À première vue, l’affaire a tout de la mauvaise caricature du folklore politique provençal : un notable local clientéliste, une Vierge, une statue de saint, un chemin de “Radasse” 1, un candidat d’extrême droite parachuté…

Elle se tient dans la commune varoise de Cogolin, et malgré les apparences elle constitue une facette d’un enjeu national : la défense et le respect de la loi de 1905.

1905 : l’enjeu de l’article 28

Notre revue a déjà évoqué dans ses colonnes la loi de 1905, et sa portée : la Séparation des Églises et de l’État 2. Il s’agit d’une grande conquête démocratique à l’instar d’autres conquêtes démocratiques et sociales, nécessitant certes des compromis du fait des rapports de forces, et qui de surcroît a été écornée – comme beaucoup de conquêtes sociales et démocratiques – par divers gouvernements. Il ne s’agit pas d’une particularité française, mais de la forme que prend en France un combat démocratique universel, porté par les militant.es du mouvement ouvrier 3.

Les articles les plus connus de la loi sont les articles 1 et 2, à juste titre. Mais ils ne doivent pas faire oublier le reste de la loi. Prenons la récente loi “séparatisme” : elle s’inscrit dans une volonté de contrôle politique et de mise au pas des associations (et pas seulement religieuses), de désignation des musulman·es comme dangers pour “les principes de la République »… et pour faire passer ce renforcement de l’autoritarisme d’État, il a fallu modifier la loi de 1905, qui est donc aussi un garde-fou face aux dérives policières. Même si elle contient déjà des dispositions permettant de surveiller les cultes, au final elle ne brime pas la liberté religieuse… quoi qu’on puisse penser par ailleurs des religions.

Il n’y a donc pas que les articles 1 et 2, mais aussi l’article 28, dont voici le texte :

« Il est interdit, à l’avenir, d’élever ou d’apposer aucun signe ou emblème religieux sur les monuments publics ou en quelque emplacement public que ce soit, à l’exception des édifices servant au culte, des terrains de sépulture dans les cimetières, des monuments funéraires, ainsi que des musées ou expositions. »

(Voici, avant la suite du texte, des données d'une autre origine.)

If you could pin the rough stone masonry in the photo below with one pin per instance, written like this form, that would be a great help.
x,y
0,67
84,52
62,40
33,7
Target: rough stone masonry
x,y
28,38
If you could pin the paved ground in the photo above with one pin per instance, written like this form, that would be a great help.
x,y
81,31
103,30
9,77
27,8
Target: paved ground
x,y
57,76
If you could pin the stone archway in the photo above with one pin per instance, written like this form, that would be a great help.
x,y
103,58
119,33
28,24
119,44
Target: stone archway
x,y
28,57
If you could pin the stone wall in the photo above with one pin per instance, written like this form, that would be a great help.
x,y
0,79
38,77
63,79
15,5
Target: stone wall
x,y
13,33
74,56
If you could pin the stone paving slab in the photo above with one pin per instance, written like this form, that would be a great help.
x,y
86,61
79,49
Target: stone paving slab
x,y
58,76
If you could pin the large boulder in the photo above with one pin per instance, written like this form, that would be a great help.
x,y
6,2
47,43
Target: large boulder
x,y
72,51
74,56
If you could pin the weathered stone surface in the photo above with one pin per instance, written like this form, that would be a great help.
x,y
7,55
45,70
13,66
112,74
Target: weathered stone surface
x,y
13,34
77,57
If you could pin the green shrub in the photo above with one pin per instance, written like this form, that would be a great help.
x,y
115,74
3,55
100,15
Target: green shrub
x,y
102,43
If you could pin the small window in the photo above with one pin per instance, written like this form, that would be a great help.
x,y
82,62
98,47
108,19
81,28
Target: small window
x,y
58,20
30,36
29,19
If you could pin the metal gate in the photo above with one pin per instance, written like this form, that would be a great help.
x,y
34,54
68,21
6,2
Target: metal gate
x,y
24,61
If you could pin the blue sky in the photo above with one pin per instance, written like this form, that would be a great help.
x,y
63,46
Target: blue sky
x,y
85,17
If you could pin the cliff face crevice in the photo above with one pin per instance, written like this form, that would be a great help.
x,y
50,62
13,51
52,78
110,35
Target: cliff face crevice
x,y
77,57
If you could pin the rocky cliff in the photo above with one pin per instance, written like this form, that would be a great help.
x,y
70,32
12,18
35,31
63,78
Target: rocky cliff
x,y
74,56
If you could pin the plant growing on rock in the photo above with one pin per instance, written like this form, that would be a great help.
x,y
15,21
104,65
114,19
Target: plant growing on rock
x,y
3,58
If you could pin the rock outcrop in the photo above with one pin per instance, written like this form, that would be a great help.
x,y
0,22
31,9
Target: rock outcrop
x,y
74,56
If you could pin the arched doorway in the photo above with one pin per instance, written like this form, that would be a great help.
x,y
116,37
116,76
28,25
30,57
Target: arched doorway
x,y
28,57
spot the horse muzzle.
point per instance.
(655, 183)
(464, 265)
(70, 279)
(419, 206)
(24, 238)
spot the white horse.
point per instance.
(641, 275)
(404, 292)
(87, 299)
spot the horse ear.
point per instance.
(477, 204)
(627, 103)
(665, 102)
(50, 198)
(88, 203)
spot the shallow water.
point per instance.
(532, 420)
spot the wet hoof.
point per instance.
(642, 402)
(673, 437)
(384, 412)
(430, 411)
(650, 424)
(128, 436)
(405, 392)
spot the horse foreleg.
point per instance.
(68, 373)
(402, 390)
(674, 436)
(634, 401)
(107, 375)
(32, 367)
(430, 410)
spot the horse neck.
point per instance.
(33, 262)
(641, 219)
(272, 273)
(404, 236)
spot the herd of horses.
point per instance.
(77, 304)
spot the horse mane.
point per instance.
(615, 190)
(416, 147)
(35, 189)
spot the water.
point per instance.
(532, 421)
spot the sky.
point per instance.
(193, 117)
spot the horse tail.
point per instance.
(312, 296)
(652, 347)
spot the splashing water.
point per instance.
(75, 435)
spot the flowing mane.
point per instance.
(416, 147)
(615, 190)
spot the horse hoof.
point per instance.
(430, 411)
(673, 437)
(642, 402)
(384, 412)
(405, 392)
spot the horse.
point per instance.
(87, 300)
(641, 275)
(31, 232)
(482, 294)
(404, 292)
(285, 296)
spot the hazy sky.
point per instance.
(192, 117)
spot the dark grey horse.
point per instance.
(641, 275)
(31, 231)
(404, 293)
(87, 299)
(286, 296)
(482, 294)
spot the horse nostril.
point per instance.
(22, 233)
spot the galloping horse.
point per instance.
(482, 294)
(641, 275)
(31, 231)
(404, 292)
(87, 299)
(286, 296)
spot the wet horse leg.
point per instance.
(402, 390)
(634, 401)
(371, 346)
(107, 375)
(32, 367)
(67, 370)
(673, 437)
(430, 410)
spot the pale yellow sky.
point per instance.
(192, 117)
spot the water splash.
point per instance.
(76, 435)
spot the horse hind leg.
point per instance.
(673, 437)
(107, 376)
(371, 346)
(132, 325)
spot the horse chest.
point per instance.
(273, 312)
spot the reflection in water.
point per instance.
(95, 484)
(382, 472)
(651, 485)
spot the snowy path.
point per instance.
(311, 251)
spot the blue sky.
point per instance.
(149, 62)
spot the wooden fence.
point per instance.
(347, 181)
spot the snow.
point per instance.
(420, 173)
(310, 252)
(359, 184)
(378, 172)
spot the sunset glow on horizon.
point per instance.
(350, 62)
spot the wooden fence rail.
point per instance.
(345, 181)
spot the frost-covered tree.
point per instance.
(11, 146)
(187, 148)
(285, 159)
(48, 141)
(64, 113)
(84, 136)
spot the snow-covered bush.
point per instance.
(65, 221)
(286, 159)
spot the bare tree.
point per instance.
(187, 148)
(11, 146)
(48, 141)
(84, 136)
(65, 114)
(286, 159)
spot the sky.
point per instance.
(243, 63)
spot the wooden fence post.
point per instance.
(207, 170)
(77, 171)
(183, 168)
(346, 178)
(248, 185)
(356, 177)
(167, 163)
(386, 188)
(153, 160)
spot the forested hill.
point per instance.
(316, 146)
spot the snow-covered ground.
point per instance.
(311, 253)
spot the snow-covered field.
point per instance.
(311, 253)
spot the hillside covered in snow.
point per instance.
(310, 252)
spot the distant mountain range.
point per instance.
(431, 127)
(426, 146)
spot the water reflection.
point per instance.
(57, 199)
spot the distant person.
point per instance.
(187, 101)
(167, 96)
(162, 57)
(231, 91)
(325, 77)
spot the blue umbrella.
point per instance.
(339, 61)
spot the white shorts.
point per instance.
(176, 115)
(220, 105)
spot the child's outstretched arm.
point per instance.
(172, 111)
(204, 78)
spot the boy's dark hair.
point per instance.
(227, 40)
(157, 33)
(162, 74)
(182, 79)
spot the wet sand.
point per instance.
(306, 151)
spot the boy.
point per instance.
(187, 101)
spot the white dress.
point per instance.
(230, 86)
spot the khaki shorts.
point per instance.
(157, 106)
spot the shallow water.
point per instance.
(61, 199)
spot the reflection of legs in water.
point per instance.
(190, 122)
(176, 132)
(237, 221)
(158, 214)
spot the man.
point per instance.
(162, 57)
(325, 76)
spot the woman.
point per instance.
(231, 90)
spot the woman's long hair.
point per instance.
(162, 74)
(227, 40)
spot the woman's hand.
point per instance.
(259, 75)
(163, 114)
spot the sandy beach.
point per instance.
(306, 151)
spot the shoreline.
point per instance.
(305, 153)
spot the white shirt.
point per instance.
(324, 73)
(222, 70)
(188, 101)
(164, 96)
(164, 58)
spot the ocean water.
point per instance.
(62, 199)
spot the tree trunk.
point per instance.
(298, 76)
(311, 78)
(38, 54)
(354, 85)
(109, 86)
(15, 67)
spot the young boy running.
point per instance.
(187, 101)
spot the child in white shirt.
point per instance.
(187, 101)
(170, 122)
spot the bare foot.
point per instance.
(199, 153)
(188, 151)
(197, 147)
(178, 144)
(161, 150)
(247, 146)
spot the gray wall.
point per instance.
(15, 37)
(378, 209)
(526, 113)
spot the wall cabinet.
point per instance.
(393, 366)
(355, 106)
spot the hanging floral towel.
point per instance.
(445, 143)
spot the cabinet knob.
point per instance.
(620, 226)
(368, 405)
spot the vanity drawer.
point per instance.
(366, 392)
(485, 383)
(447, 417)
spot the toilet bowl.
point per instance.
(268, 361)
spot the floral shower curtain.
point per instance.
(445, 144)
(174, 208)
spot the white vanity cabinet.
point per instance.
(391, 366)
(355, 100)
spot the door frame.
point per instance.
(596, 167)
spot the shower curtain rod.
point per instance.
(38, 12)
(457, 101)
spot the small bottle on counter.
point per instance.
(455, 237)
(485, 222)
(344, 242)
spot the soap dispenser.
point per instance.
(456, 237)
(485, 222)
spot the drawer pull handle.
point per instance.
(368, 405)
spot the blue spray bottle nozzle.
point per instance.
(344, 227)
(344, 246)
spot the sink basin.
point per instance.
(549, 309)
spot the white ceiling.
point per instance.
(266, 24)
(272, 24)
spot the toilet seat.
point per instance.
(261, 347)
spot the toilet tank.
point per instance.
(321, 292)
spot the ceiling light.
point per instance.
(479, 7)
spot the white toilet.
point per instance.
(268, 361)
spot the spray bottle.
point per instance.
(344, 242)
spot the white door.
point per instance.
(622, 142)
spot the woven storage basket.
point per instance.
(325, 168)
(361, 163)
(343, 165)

C’est un article ayant trait à l’espace public, celui sous administration des autorités publiques : la laïcisation des institutions passe aussi par la laïcisation de l’espace public. Il ne s’agit d’ailleurs pas de déchristianiser l’espace public, car il interdit uniquement les signes religieux apposés postérieurement à la loi : ceux déjà en place en 1905 ne sont pas concernés.

Au cours des années 2000-2010, en France mais aussi dans d’autre pays d’Europe, ont lieu des tentatives pour “christianiser” les espaces publics. Il s’agit invariablement de manœuvres de forces obscurantistes et réactionnaires. Plus que du clergé catholique (qui a d’autres priorités et soucis…), elles sont en France le fait de divers potentats locaux réactionnaires (FN/RN, mais pas seulement). Bien entendu, il s’agit pour eux de procéder à des opérations électoralistes, de se livrer à des provocations – d’aucun.es les qualifieraient d’islamophobes – contre les classes populaires issues de l’immigration (histoire de leur montrer qu’on est dans un pays “chrétien”, et qu’ils/elles restent des allogènes)… et d’attaquer sournoisement la laïcité.

Un combat pas si anodin

Mais globalement, ces opérations ont fini par échouer. Des militant·es de diverses forces démocratiques n’ont pas laissé faire. C’est notamment le cas d’associations “libre penseuses”, dont la majorité font partie de la Fédération nationale de la Libre Pensée (FNLP). Cette dernière a contribué à faire condamner plusieurs fois des élus locaux sur cette question.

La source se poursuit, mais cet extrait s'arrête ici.